Saturday, July 07, 2007

Silly Saturday Stories

Ian Cowie, Personal Finance editor in the Daily Telegraph (UK) (Telegraph.co.uk) writes in ‘Personal account’ that “Alert savers should benefit from the cut-throat battle between banks” and includes this rather tabloid (for the Telegraph) paragraph:

On a symbolic level, there was hardly a squeak of protest last March when Sir Edward Elgar was displaced from the back of £20 notes by Adam Smith. Other nations' banknotes commemorate famous soldiers, artists and politicians; we swapped a wonderful English musician for a Scottish tax collector. Yes, I know that Smith's fame is firmly based on his insights as an economist but the fact remains he worked as a commissioner of Scottish customs and excise.”

Comment
Ian Cowie obviously is a better editor than he is a fact checker.
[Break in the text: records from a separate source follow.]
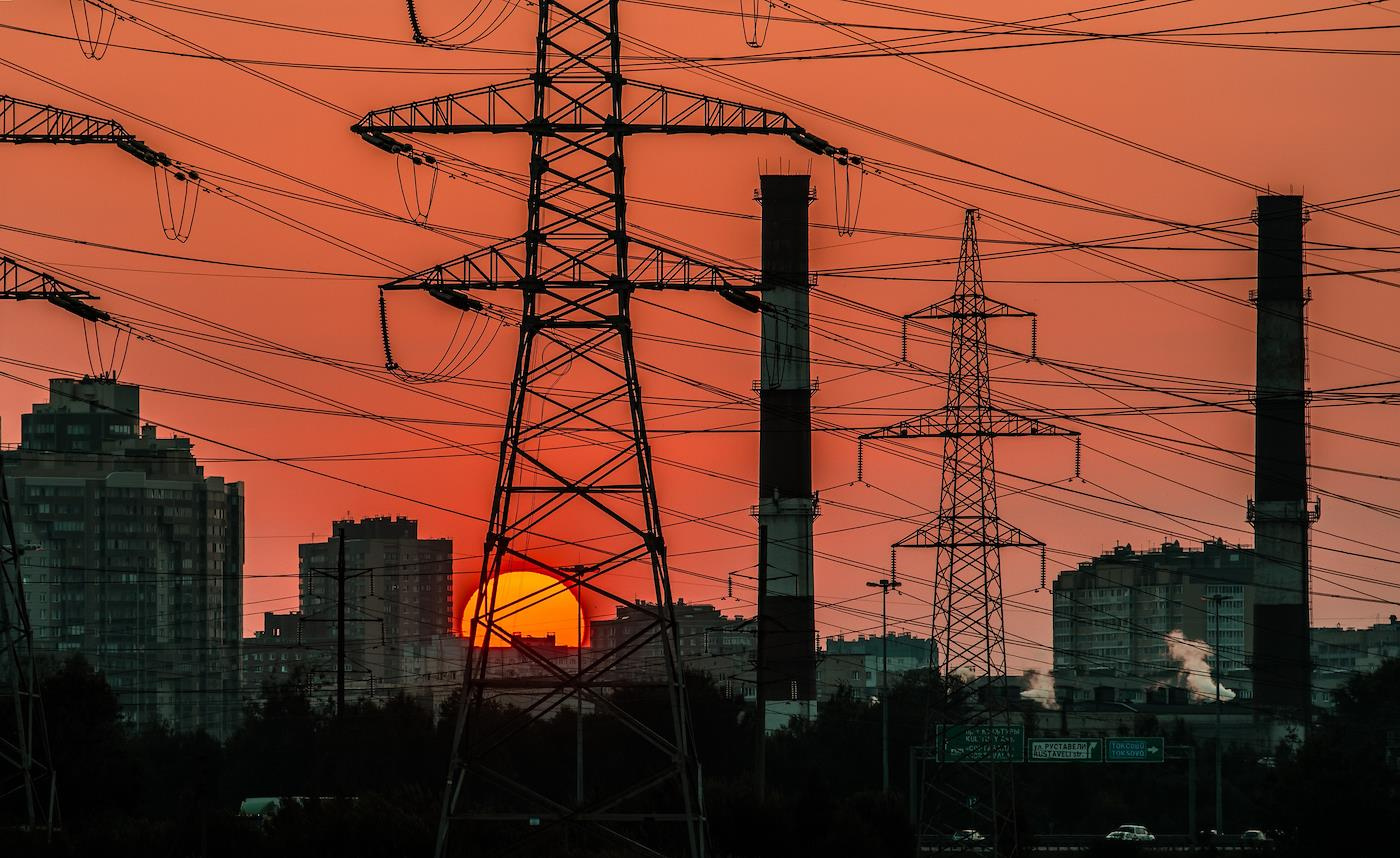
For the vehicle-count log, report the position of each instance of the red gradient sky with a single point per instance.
(1316, 123)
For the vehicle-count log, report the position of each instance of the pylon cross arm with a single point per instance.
(998, 536)
(956, 307)
(31, 122)
(650, 266)
(646, 109)
(959, 423)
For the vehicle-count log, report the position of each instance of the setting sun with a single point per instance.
(532, 605)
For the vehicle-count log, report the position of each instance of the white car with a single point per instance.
(1131, 833)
The Bank of England is the central bank of the United Kingdom of Great Britain and Northern Ireland. Its write across the UK is unchallengeable. It is not a bank only of ‘England'.

Its currency is the sole legal tender for the whole of the UK and not just England.
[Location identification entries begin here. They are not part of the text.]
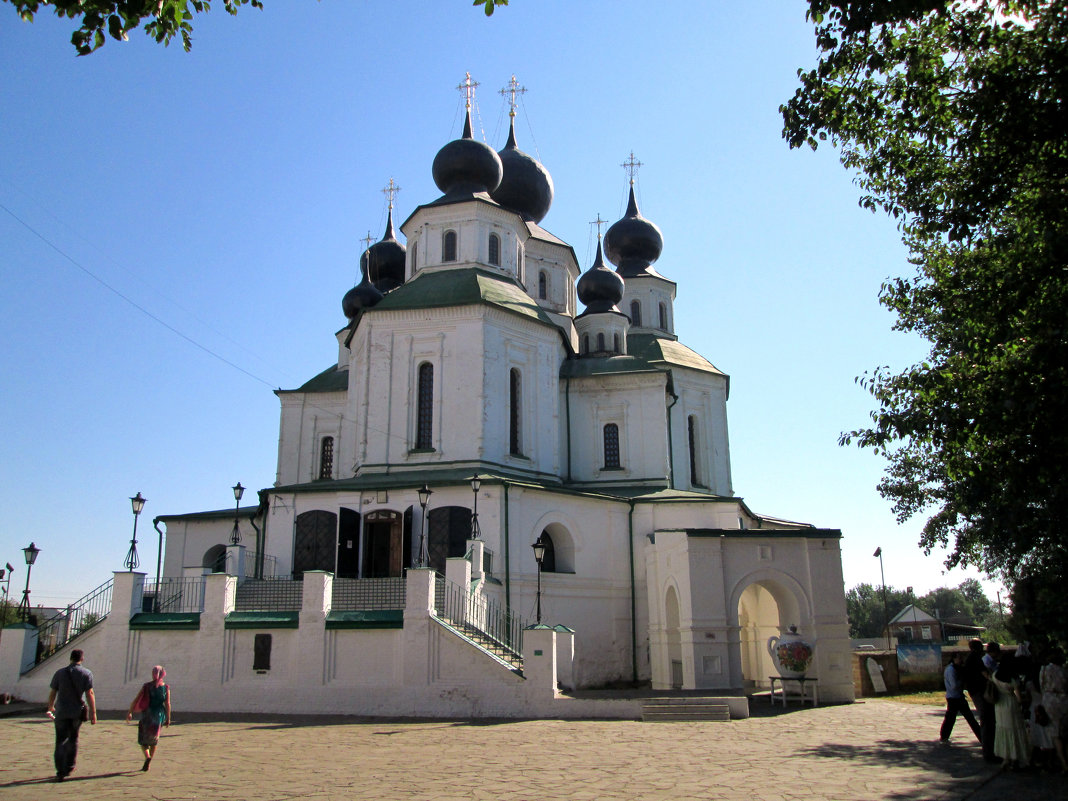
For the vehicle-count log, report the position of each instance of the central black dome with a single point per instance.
(467, 167)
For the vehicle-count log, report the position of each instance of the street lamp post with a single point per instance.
(885, 609)
(424, 498)
(235, 536)
(475, 484)
(538, 556)
(137, 503)
(31, 555)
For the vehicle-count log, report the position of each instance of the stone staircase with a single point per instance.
(685, 708)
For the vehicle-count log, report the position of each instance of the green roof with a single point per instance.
(462, 286)
(330, 379)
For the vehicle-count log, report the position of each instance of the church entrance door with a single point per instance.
(383, 551)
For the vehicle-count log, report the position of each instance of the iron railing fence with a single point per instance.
(487, 622)
(174, 595)
(350, 595)
(78, 618)
(279, 594)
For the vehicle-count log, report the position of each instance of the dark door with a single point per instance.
(315, 543)
(348, 544)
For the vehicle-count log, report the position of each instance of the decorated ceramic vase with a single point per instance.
(790, 654)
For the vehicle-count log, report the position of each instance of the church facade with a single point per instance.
(534, 401)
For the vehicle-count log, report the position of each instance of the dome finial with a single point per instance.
(512, 90)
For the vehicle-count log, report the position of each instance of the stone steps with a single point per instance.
(659, 710)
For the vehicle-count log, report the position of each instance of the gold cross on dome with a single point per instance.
(391, 191)
(468, 89)
(513, 89)
(631, 166)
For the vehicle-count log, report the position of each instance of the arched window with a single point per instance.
(449, 246)
(549, 560)
(326, 458)
(691, 423)
(635, 313)
(611, 446)
(515, 422)
(424, 421)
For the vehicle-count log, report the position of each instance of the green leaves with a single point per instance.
(954, 115)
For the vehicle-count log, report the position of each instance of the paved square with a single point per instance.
(872, 750)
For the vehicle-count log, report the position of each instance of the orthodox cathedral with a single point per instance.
(489, 390)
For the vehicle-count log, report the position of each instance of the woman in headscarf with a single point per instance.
(154, 703)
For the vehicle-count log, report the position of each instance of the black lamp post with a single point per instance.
(31, 555)
(885, 609)
(475, 484)
(424, 498)
(235, 536)
(538, 556)
(137, 503)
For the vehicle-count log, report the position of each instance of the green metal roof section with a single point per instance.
(166, 621)
(263, 621)
(330, 379)
(657, 350)
(462, 286)
(392, 618)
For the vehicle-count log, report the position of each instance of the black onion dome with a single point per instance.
(467, 167)
(386, 260)
(600, 288)
(633, 242)
(363, 295)
(527, 186)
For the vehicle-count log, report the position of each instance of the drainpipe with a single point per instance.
(671, 443)
(567, 411)
(633, 622)
(507, 560)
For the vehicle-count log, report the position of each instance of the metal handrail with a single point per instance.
(78, 618)
(488, 623)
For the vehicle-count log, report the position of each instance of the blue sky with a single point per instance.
(222, 195)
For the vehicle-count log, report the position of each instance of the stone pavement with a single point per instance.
(878, 749)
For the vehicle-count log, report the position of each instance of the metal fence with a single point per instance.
(78, 618)
(280, 594)
(488, 623)
(174, 595)
(352, 595)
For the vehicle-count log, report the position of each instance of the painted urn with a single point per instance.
(791, 654)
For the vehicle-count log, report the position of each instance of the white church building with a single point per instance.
(533, 401)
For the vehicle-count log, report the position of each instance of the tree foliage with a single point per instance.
(954, 116)
(162, 19)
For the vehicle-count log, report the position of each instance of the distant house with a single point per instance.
(912, 625)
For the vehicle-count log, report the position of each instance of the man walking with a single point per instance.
(955, 703)
(65, 705)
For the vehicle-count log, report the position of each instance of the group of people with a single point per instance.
(1022, 707)
(72, 702)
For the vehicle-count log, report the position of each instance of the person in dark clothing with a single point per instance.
(65, 705)
(955, 702)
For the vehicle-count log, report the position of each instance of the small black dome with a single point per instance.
(527, 186)
(600, 288)
(383, 262)
(467, 167)
(363, 295)
(633, 242)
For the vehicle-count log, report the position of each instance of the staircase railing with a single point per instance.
(78, 618)
(490, 624)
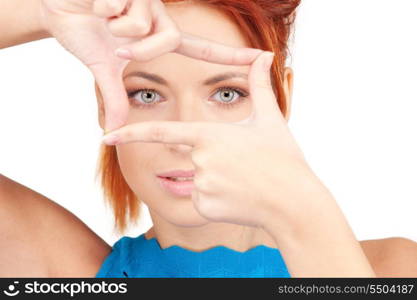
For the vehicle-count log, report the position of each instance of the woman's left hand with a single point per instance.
(245, 173)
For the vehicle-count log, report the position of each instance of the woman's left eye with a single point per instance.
(228, 96)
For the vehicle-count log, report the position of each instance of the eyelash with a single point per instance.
(242, 96)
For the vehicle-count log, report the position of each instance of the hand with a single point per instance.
(245, 173)
(93, 30)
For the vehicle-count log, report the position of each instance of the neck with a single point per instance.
(236, 237)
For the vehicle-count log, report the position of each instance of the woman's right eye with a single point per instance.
(144, 97)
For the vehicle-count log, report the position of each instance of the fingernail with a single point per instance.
(123, 53)
(111, 139)
(268, 59)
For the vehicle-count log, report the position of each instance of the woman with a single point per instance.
(237, 198)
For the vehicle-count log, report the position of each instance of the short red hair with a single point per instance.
(267, 26)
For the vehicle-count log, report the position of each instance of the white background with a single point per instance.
(353, 114)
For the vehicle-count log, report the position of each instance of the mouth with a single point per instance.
(178, 179)
(177, 186)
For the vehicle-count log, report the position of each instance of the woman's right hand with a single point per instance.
(93, 30)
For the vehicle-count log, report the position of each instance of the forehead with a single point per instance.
(201, 20)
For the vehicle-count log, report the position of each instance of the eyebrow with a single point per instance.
(210, 81)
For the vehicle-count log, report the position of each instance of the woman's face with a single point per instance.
(179, 88)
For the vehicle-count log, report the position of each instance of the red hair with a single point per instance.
(267, 26)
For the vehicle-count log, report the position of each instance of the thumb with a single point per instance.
(116, 104)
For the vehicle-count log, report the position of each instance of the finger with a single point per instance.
(265, 106)
(210, 51)
(168, 38)
(136, 23)
(109, 8)
(168, 132)
(116, 104)
(195, 47)
(165, 37)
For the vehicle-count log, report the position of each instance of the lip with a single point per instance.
(177, 173)
(177, 188)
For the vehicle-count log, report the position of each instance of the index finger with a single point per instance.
(210, 51)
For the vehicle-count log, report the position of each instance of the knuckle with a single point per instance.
(157, 133)
(207, 52)
(140, 28)
(200, 159)
(173, 35)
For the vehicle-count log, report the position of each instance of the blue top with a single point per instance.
(141, 257)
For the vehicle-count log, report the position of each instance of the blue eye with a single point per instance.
(228, 96)
(146, 98)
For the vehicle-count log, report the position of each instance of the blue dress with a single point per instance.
(141, 257)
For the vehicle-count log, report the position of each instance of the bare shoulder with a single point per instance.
(392, 256)
(40, 238)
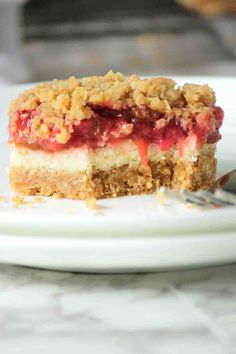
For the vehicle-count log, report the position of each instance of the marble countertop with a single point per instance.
(178, 312)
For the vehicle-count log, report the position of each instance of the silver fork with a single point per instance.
(223, 193)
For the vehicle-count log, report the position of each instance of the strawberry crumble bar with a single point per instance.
(106, 136)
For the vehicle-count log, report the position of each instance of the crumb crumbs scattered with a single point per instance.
(91, 203)
(57, 196)
(30, 204)
(161, 196)
(18, 200)
(38, 199)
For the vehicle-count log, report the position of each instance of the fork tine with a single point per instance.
(207, 198)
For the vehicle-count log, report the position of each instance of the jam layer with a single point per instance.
(109, 126)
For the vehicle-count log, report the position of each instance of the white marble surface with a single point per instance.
(178, 312)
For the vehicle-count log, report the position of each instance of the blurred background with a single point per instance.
(46, 39)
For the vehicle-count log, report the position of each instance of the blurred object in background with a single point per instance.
(12, 66)
(149, 37)
(211, 7)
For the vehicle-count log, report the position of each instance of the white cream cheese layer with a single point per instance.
(84, 159)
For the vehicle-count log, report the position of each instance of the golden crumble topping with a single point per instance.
(63, 103)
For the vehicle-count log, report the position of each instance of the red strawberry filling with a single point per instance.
(109, 126)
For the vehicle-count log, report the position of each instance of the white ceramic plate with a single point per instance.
(123, 234)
Notes issued by private banks in Scotland may only circulate under the auspices of the Act of Union, 1707, and do so today only if the exact same numbers of notes issued by the Bank of England are deposited physically in the Scottish Bank’s reserves. They are accepted as currency by custom.
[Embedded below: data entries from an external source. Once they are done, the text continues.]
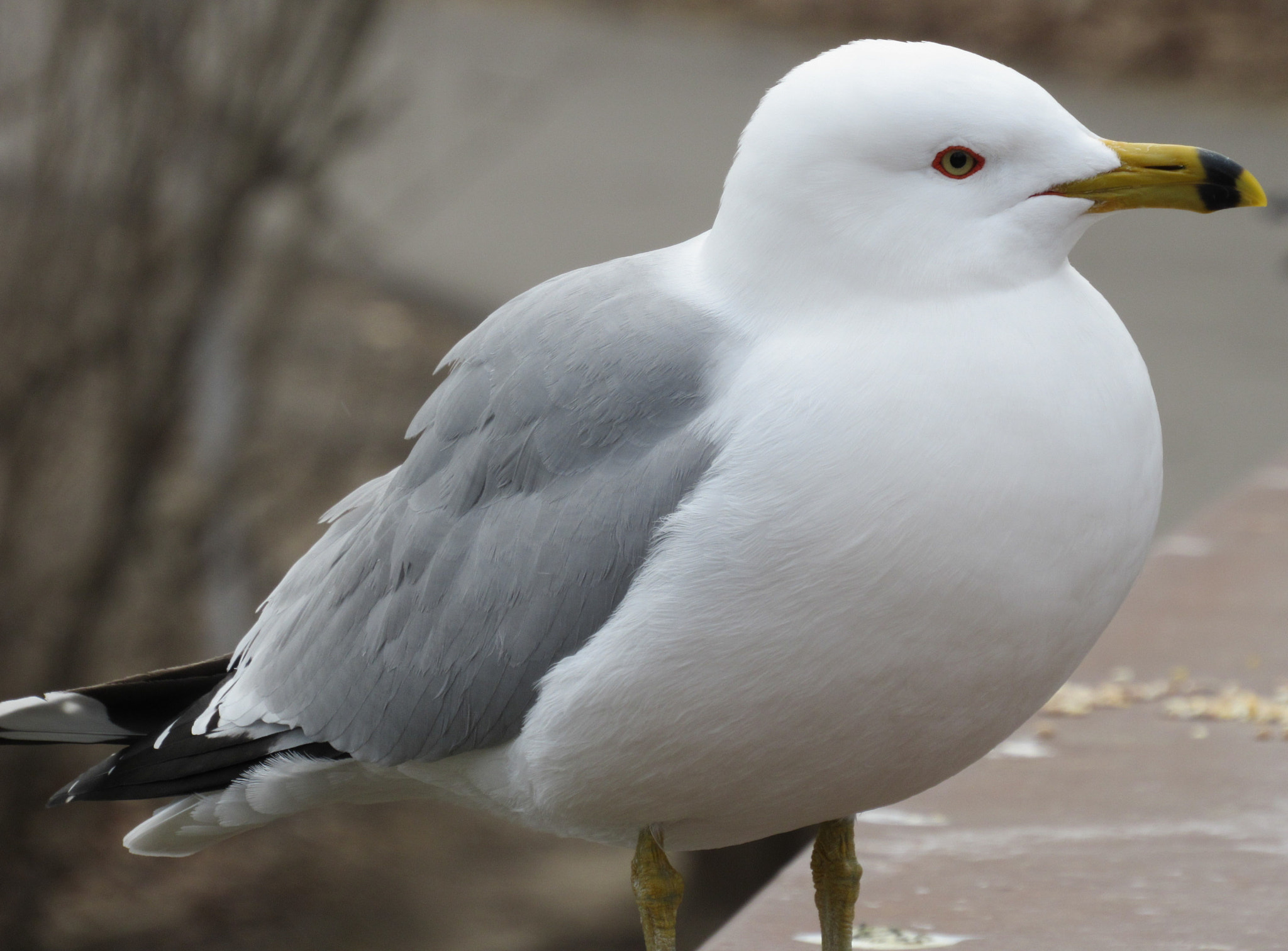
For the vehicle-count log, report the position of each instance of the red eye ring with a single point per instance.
(938, 165)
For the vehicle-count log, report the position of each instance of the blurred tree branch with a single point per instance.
(157, 160)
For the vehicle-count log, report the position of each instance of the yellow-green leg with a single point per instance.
(658, 889)
(836, 882)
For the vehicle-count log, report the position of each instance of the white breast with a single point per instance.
(919, 526)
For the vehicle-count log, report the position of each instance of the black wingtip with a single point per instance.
(62, 797)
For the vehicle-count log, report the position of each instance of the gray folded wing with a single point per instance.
(421, 623)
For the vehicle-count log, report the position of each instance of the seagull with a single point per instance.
(790, 521)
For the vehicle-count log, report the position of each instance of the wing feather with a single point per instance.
(421, 623)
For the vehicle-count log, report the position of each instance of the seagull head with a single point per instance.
(911, 169)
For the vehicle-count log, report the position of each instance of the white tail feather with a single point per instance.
(60, 717)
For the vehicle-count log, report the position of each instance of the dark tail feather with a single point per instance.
(110, 713)
(152, 717)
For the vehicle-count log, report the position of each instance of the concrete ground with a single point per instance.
(531, 138)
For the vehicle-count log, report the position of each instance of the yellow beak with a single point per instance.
(1169, 177)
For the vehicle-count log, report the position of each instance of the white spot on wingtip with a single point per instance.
(880, 938)
(892, 816)
(1021, 748)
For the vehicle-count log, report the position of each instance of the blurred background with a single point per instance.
(236, 238)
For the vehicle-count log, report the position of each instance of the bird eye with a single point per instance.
(958, 162)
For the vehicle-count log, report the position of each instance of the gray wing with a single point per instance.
(421, 623)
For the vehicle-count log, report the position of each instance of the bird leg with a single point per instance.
(658, 889)
(836, 882)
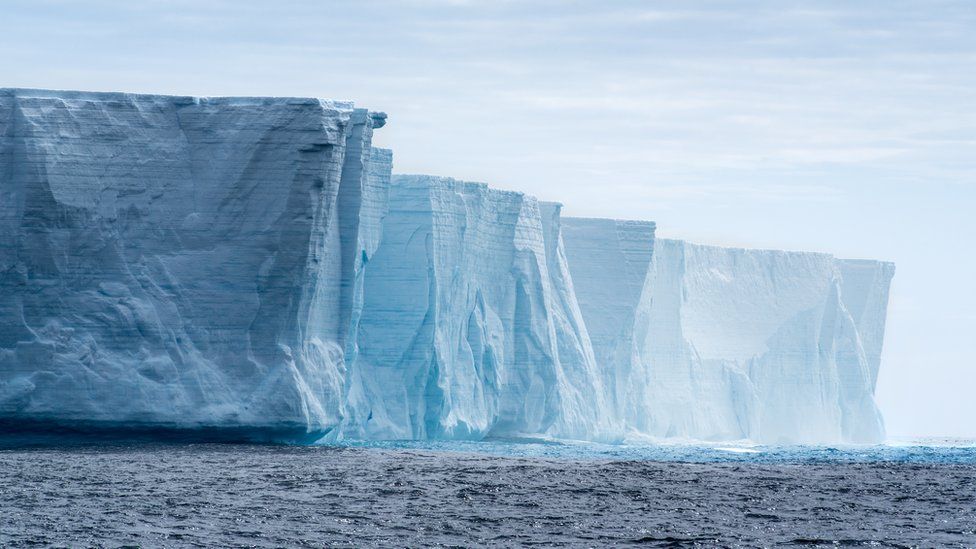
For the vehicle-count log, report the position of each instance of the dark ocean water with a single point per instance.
(469, 494)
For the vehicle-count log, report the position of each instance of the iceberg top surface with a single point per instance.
(863, 262)
(329, 104)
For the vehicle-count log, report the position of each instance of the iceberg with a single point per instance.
(250, 268)
(728, 344)
(179, 262)
(469, 326)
Adam Smith was not ‘a commissioner of Scottish customs and excise’.

He was a 'Commissioner of HM Customs and Excise' serving in Scotland, appointed by the UK Government in London. To be precise (the difference being important), he was
one of five ‘Commissioners for Managing and Causing to be Levied and Collected His Majesty’s Customs, and Subsidies and other Duties in that part of Great Britain called Scotland and also the Duties of the Excise upon all Salt and Rock Salt imported … into Scotland in that part of Great Britain called Scotland.’

As an institution of the British government, appointed by the British Government, HM Customs was a British institution and not a devolved nor separate Scottish institution.

Incidentally, ‘the fact remains’ that the Bank of England was founded by a Scotsman, William Paterson.